Using the Fuel Flexibility of Industrial Gas Turbines to Reduce CO2 Emissions
(Room Nile 3)
20 Sep 17
2:00 PM
-
3:30 PM
Tracks:
Track C - Optimizing Plant Operation
The power generation industry has a major role to play in reducing global greenhouse gas emissions, and carbon dioxide ( CO2) in particular. There are two fundamental ways to reduce CO2 emissions from power generation: improved conversion efficiency of fuel into electrical energy, and switching to fuels with lower carbon contents. Gas turbine generator sets, whether in open cycle, combined cycle or cogeneration configuration, offer some of the highest efficiencies possible across a wide range of power outputs. With natural gas, the fossil fuel with the lowest carbon content, as the primary fuel, they produce among the lowest CO2 emissions per kWh generated. It is though possible to decarbonise power generation further by making use of the fuel flexibility of the gas turbine, by fully or partially displacing the natural gas used, or by switching to lower carbon fuels such as propane or LPG in place of diesel and fuel oils. In a number of industries, an off-gas containing hydrocarbons is produced which is often flared, creating CO2 emissions.

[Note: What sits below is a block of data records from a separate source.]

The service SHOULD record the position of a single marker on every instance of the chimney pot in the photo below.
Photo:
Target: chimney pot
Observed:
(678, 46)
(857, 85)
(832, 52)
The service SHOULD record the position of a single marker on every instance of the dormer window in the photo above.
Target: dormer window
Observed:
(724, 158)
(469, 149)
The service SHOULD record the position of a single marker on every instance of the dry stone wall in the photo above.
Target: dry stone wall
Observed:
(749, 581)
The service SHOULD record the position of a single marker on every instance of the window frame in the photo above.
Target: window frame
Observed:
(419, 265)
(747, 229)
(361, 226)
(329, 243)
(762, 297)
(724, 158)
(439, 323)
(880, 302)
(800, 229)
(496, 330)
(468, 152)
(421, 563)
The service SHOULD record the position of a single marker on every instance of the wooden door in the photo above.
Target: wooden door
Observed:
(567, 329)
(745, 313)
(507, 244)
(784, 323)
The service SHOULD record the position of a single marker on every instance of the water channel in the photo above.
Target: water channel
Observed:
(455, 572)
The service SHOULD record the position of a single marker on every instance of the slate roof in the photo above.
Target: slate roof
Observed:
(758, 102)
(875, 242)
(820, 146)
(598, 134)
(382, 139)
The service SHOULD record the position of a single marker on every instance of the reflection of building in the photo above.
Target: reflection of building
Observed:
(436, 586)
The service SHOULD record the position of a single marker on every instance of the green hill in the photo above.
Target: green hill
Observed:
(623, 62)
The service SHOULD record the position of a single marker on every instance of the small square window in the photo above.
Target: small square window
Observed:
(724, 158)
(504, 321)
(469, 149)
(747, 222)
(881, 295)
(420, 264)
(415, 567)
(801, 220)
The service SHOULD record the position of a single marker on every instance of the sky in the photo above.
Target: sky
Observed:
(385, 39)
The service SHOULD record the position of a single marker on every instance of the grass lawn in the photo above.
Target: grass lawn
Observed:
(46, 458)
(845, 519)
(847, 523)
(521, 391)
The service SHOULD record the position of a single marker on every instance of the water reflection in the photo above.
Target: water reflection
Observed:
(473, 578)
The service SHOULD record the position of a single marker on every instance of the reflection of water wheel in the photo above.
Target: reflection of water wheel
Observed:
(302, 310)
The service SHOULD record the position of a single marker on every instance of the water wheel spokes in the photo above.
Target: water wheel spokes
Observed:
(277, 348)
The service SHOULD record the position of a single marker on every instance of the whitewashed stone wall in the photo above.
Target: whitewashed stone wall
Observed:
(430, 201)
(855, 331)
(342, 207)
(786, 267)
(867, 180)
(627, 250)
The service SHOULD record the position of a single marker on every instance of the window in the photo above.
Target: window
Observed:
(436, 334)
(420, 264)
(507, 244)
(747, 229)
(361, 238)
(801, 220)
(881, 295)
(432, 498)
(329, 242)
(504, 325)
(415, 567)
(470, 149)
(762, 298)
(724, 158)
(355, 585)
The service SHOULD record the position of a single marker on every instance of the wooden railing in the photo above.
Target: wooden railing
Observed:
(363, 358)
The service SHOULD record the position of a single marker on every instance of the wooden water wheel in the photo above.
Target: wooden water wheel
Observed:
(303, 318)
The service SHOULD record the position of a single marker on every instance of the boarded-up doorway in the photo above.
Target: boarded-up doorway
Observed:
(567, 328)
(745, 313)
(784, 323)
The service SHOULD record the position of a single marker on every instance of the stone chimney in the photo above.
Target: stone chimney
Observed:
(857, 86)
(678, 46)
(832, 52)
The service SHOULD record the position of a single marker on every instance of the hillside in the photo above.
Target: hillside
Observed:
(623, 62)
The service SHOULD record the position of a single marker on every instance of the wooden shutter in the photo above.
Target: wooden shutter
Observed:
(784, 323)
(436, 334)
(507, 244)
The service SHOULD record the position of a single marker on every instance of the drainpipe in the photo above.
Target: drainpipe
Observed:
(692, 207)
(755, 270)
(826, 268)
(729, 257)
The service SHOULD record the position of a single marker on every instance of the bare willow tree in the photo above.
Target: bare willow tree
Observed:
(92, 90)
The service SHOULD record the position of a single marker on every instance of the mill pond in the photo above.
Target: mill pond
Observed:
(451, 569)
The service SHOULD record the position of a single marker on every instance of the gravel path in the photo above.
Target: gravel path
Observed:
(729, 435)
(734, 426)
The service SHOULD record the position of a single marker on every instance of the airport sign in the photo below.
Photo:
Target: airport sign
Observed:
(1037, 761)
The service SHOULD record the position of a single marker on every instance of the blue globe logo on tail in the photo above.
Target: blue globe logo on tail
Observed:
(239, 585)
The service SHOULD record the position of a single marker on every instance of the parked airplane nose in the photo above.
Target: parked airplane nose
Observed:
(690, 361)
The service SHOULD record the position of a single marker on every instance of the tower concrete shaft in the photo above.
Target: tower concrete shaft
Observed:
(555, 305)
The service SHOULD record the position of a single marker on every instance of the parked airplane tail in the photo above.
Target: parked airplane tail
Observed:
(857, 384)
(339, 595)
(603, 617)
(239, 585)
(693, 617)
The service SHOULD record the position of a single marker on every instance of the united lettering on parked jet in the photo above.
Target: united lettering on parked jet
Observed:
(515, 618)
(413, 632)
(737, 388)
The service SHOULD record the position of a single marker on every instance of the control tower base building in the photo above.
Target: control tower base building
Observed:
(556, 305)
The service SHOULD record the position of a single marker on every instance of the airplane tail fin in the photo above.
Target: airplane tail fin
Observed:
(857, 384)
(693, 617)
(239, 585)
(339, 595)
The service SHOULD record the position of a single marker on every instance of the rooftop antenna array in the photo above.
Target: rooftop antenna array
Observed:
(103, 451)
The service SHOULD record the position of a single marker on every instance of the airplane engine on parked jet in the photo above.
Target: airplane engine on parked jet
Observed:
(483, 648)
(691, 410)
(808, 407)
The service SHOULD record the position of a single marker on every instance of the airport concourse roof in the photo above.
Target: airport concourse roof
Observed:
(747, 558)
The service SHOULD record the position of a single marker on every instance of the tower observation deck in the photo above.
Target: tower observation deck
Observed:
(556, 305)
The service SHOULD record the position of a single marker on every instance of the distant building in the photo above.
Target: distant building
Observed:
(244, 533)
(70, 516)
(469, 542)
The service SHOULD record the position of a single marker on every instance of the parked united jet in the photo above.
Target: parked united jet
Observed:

These off-gases can be used to generate power locally in decentralised power plants, displacing the need to import power from centralised fossil fuel power plant and thus decreasing global CO2 emissions. Alternatively, ‘surplus’ renewable power generation can be used to create hydrogen, which can be stored and used as a gas turbine fuel when renewable power generation is low, displacing all or a percentage of the fossil fuel used. As hydrogen is a zero carbon fuel, it offers the opportunity for gas turbines to produce zero carbon electricity. This paper examines the potential to use a wide range of unconventional low carbon fuels and hydrogen in industrial gas turbines, and reviews operational experience gained in various industries and the future potential developments for further decarbonisation of power generation.